US puts pressure on Japan to spurn Iranian oilfield plan

TRY LIBYA: Japan is not enormously receptive to Washington's interference on the issue, seeing that it has virtually no energy resources to call its own


Sun, Aug 08, 2004 - Page 11

The US has suggested to Japan that it invest in Libya's oil industry instead of a project to tap Iran's giant Azadegan oilfield that has irked Washington, a Bush administration official said on Friday.

The US, which has sanctions against US companies doing business in Iran, has persistently expressed its disappointment that its close ally, resource-poor Japan, would invest in the Islamic Republic in a US$2 billion project.

If Japan moves its business to Libya it would be symbolic because the US has touted the North African country as a model for nations, such as Iran and North Korea, to persuade them to scrap suspected nuclear arms programs.

Weapons of mass destruction

Last December, Libya decided to abandon weapons of mass destruction and in return won US economic and diplomatic rewards that could help its oil industry boom.

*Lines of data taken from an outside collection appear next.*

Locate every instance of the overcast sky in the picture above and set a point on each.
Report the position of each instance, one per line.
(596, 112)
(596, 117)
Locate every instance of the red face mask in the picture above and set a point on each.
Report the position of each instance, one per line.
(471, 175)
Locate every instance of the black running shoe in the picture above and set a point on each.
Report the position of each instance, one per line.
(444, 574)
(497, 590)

"We understand their energy needs," the administration official, who asked not to be named, said.

"But there is no question that we are emphasizing that Libya is an alternative that is going to come online soon," the administration official said.

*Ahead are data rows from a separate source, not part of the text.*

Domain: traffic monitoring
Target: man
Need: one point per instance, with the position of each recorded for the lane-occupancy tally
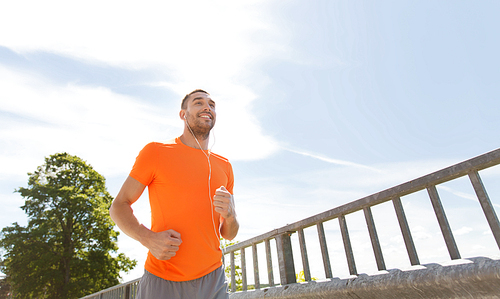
(190, 193)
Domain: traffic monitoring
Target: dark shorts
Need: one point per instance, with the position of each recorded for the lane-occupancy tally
(211, 286)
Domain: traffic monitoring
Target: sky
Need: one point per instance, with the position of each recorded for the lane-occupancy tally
(319, 103)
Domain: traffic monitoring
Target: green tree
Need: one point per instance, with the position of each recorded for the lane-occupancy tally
(69, 247)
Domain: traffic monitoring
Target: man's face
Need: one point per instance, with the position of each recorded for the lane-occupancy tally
(200, 113)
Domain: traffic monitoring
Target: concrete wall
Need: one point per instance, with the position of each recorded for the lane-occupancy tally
(466, 278)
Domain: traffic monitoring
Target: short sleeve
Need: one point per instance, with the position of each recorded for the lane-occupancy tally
(144, 168)
(230, 179)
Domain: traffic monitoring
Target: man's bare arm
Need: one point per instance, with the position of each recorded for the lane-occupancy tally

Washington is increasingly worried about Iran's suspected nuclear programs.

Look elsewhere

The US government has encouraged Japan to look elsewhere, a State Department official said without specifying that Washington was promoting Libya as an alternative arena for investment.

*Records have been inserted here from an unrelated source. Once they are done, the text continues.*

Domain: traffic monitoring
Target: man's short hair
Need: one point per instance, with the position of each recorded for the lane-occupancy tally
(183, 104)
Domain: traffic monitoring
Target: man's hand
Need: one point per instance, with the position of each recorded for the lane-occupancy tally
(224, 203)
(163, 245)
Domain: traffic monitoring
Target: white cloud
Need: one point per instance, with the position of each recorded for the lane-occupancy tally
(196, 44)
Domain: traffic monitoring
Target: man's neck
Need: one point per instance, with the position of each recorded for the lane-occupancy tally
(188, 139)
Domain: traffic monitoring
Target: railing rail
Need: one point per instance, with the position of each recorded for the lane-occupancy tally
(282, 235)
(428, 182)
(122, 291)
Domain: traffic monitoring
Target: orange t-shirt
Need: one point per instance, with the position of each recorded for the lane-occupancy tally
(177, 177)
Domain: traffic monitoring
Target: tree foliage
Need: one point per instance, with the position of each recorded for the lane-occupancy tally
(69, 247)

The Japanese Embassy in Washington said that it had no comment.

The administration official said Japan was sensitive to increasing US concerns about Iran.

The official nonetheless said that Japan had not indicated that it would withdraw from an oilfield, which is about the size of Tokyo.

Azadegan's estimated 26 billion barrels of reserves is one of the world's largest untapped finds.

It also represents one of Tehran's biggest international business deals since the 1979 Islamic revolution.